All Tesla Model S models have been upgraded to safety features

Tesla Model X, Model S, Model X SUV, Model 3 and Model S P90D were all upgraded to a new set of safety features in the latest update to the vehicle’s safety system.

The update includes a new ‘driver assist assist feature’ which allows the driver to act as a backup driver.

According to the update, the feature will allow the driver’s hand to move towards the wheel to brake, or to switch the steering wheel to a different direction, and will provide ‘alternative lane departure warning’.

Tesla said it would also be updating the steering and brakes systems, and adding lane departure warnings to all other steering controls.

There was no mention of whether the update was mandatory, but Tesla said the changes were optional.

Model X will now also have a more powerful electric motor, and it is now able to achieve a top speed of 310km/h (170mph).

In the update to safety, the company said it will also be introducing a feature called Autopilot, which is able to help drivers avoid collisions.

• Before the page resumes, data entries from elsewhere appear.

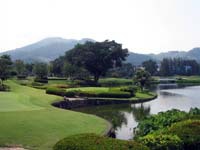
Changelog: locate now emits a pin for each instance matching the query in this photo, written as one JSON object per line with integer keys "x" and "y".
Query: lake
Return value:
{"x": 125, "y": 117}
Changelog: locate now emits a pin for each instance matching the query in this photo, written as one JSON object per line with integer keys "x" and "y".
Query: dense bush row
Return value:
{"x": 60, "y": 92}
{"x": 43, "y": 80}
{"x": 171, "y": 130}
{"x": 4, "y": 87}
{"x": 110, "y": 82}
{"x": 109, "y": 94}
{"x": 95, "y": 142}
{"x": 162, "y": 142}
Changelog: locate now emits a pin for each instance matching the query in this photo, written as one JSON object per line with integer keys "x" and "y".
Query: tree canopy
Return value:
{"x": 150, "y": 66}
{"x": 5, "y": 65}
{"x": 97, "y": 57}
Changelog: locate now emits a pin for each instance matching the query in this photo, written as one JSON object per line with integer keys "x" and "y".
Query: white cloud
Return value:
{"x": 143, "y": 26}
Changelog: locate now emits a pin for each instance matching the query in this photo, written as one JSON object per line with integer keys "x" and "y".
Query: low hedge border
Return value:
{"x": 94, "y": 142}
{"x": 110, "y": 94}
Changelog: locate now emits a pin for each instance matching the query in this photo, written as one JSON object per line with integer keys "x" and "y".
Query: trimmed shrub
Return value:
{"x": 160, "y": 121}
{"x": 110, "y": 82}
{"x": 162, "y": 142}
{"x": 130, "y": 89}
{"x": 105, "y": 94}
{"x": 55, "y": 91}
{"x": 21, "y": 77}
{"x": 189, "y": 132}
{"x": 95, "y": 142}
{"x": 60, "y": 92}
{"x": 4, "y": 87}
{"x": 43, "y": 80}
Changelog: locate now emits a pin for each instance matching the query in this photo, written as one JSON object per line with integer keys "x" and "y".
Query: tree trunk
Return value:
{"x": 96, "y": 78}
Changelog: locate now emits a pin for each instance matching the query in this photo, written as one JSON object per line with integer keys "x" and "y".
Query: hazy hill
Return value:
{"x": 51, "y": 48}
{"x": 44, "y": 50}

It said the feature would automatically detect objects and drivers and provide assistance.

In addition, Tesla said it was adding a feature to the steering that allows drivers to switch between steering wheels, while also enabling the driver a second, third or fourth wheel.

All Model X and Model X SUVs will now have the feature, which was introduced last year in the Model S and Model 3.

As for the other two models, Model E and Model E sedan, all models will be upgraded to the ‘self-parking mode’, which is an optional feature in Tesla’s upcoming Model X crossover.

This will allow drivers to park the car in a ‘self parking zone’, which will not require the driver and the vehicle to move from the street.

Additionally, Tesla has added a second option in the crossover, which allows drivers with an iPhone to remotely control the car and park the vehicle remotely.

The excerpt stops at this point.